The image itself was then appropriated by an unknown artist (as the time of this paper writing, access to the appropriated image has been revoked. However, as a challenge was ordered and subsequently accepted, I feel the need to continue with this project.) The image took the face of Commander Worf and digitally placed it over the yeast factory and her whipped cream clothing, thusly creating an image of a sultry looking Worf, covered in whipped cream and gazing seductively at the viewer.

In this way, the knowledge of the appropriation of the image alters the consumers concept of both the signifier and the signified. The consumer acknowledges the signifier as the altered image of Worf, looking all hot and bothered by with his big ol’ head creases. The signified, however, must be then examined by utilizing a series of other theories, including but not limited to Feminism and just why covering a woman in whipped cream and making her pose is both a very itchy mistake, and also a monumental waste of perfectly decent whipped cream that would be better served on top of some sort of fancy coffee drink such as a B52 or a Spanish Coffee.

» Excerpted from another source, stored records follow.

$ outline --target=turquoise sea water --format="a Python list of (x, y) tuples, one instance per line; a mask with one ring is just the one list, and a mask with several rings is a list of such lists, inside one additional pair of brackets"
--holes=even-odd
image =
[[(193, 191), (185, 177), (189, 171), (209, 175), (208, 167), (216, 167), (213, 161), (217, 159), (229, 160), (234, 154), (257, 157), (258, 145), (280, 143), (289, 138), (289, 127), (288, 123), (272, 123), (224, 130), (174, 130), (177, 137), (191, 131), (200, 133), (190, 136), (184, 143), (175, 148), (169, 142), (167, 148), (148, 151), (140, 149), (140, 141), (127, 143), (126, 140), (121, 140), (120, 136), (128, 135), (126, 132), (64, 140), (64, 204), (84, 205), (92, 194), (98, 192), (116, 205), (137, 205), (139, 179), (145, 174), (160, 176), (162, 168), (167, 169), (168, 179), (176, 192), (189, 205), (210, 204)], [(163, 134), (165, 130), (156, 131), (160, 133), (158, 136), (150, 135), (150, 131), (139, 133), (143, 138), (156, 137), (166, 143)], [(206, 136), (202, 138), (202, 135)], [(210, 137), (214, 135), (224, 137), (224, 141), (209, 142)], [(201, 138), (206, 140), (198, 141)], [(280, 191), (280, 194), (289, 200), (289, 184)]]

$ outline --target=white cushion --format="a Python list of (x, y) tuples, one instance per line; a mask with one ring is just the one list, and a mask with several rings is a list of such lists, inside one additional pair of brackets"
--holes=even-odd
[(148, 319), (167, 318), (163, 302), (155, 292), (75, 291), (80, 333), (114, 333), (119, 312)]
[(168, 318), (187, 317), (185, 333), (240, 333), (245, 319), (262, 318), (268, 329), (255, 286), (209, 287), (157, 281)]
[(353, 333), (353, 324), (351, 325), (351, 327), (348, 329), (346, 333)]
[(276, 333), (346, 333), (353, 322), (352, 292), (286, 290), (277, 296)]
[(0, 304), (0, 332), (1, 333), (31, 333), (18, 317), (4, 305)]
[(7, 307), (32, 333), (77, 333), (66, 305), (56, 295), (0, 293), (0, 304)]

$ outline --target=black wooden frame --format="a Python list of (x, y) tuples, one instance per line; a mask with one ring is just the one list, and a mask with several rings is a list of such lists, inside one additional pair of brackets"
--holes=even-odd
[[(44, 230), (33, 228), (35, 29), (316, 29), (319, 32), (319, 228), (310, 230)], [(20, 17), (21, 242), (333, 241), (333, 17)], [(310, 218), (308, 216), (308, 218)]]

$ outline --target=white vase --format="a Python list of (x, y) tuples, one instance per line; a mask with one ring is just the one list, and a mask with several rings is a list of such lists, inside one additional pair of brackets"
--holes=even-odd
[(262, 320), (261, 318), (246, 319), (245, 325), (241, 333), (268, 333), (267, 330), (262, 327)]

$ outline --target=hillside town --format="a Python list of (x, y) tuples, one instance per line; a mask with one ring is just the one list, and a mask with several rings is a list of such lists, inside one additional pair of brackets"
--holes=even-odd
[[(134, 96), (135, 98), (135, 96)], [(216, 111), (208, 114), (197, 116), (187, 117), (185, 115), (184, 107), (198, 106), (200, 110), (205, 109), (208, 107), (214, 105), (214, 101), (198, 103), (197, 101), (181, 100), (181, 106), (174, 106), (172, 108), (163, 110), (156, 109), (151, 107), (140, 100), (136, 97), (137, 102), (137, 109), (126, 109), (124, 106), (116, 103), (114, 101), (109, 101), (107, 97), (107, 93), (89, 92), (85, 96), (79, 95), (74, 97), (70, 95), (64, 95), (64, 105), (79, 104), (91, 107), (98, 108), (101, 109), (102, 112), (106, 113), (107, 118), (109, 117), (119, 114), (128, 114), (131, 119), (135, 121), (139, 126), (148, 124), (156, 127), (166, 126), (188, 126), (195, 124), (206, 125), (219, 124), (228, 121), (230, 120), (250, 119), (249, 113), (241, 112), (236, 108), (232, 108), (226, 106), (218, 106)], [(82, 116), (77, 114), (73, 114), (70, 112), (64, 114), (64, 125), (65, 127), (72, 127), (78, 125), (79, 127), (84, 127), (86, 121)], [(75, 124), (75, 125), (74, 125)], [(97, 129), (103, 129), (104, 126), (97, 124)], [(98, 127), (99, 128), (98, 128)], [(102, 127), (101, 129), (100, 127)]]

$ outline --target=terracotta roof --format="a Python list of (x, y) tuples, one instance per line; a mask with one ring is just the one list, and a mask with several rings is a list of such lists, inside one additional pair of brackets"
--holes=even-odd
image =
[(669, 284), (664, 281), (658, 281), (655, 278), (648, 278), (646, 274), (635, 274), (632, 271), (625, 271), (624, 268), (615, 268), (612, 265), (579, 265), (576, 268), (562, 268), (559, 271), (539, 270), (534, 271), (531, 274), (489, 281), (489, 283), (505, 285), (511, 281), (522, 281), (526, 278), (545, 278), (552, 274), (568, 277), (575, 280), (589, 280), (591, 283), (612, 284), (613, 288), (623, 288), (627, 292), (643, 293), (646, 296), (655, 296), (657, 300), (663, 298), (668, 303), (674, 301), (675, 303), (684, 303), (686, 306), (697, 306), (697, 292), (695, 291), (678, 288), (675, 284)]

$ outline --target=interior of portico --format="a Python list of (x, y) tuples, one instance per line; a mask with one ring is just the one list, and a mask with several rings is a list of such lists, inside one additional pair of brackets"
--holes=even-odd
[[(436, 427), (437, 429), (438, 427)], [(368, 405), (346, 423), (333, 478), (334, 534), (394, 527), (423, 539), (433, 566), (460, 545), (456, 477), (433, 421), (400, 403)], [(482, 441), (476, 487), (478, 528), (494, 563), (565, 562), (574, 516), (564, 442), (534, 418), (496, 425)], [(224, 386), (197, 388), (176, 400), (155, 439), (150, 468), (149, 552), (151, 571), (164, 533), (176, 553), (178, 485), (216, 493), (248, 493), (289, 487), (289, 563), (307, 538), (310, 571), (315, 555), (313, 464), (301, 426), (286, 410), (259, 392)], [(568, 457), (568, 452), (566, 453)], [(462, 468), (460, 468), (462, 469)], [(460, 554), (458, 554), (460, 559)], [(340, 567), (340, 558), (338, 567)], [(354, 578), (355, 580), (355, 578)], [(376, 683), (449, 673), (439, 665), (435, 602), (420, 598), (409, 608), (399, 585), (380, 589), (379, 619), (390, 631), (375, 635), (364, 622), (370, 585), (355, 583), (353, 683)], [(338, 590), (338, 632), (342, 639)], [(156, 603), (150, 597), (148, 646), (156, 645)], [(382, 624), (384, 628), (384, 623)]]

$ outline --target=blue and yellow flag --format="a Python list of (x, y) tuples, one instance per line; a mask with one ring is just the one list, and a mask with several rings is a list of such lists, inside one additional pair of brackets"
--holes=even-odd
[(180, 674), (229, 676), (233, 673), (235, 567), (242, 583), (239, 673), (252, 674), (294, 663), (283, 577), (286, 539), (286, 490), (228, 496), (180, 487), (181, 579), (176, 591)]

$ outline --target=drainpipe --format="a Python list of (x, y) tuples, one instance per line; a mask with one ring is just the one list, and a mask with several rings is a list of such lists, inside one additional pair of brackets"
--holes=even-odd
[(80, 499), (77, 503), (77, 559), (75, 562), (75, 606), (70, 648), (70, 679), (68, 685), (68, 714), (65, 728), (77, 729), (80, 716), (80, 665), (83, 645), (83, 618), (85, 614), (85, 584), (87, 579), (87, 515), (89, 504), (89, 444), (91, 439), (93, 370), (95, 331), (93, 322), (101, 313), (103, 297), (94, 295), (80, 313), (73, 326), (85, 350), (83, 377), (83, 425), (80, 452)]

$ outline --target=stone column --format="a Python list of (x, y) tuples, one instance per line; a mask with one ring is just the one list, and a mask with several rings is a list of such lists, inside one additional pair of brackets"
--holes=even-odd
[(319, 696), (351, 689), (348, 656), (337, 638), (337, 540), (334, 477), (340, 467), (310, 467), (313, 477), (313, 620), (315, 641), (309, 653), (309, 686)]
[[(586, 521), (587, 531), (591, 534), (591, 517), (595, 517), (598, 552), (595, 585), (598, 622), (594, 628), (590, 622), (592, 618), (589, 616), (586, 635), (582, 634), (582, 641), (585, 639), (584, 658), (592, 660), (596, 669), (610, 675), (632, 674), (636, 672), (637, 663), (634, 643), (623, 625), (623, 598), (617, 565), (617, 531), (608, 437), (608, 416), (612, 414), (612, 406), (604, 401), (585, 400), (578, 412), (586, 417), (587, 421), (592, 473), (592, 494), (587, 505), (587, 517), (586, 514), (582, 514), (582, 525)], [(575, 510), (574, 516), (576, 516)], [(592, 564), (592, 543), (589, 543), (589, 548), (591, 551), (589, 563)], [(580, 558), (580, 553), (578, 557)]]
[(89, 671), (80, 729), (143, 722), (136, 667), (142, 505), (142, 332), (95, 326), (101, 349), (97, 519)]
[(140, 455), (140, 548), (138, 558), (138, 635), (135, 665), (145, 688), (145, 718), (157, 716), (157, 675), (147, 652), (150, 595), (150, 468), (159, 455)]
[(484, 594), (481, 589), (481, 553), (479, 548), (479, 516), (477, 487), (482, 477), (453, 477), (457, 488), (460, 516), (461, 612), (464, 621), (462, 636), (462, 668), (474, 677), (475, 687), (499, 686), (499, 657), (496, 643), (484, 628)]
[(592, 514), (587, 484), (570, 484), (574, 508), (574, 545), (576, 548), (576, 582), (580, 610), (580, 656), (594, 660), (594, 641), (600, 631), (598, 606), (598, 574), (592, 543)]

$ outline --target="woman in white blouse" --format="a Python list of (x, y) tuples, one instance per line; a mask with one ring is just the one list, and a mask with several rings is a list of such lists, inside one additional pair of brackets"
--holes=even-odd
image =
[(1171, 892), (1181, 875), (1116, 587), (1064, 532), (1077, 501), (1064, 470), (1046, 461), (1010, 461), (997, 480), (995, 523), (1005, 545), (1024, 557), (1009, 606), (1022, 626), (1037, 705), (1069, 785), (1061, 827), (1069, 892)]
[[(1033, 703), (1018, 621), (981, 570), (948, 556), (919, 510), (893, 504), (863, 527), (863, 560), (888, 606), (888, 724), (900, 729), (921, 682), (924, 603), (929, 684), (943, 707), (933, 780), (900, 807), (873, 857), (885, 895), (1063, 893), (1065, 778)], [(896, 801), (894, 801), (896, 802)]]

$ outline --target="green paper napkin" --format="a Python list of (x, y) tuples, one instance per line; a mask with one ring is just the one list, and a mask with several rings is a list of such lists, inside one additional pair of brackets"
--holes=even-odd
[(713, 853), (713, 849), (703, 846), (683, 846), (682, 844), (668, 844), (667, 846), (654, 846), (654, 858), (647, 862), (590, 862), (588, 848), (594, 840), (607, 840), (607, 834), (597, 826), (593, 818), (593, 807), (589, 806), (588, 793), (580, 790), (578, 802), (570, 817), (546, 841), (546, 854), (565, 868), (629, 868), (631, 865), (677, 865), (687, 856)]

Examining the signified image, consumers might be able to relate the change in image as a commentary on the heteronormative nature of our society. By ‘feminizing’ Commander Worf, the artist suggests that the gender of the Klingon people is not inherently determined through Earth’s cultural lens, but open for interpretation. Further more, the  lack of Worf expressing femininity through Star Trek:TNG and Star Trek:DS9 suggests that despite being in touch with his clearly whipped cream loving side, the Klingon Commander cannot outwardly express his true desires as he is under pressure from Klingon High Command. By illustrating both his sexuality and gender through this image, Worf becomes a character free of the confining natures of both his culture, and our own.

Given that both Star Trek’s take place in advanced civilizations (although arguably culturally stagnant), it is shocking to discover that the cultural attitude of gender remains hinged on previously heteronormative ideas. In that way, the artist of this piece might be suggesting that while much within our society changes, people still remain really freaking stupid when it comes to being all judgey-judgey about gender and sexuality. If Commander Worf is battling this particular inner demon, how many other Klingon’s are as well? When, we might ask, will humanity as a whole learn that it doesn’t matter who you bone as long as you get consent and respect your partners wishes?  Perhaps the artist, in all his or her knowledge of culture, is suggesting that without properly addressing this apparent ‘valued’ aspects of our culture, we may never reach Star Trek-like achievements.

Ultimately, one must ask what Commander Worf is truly thinking as silky whipped cream drips lazily upon his brow. Does he feel free? Is he no longer under the constraints of a tyrannical culture that frowns upon his food-related fetishes? How did he achieve such a sense of freedom, and how might we all join him in the same carefree culture that he has found himself within? Also, who is going to clean up all that whipped cream?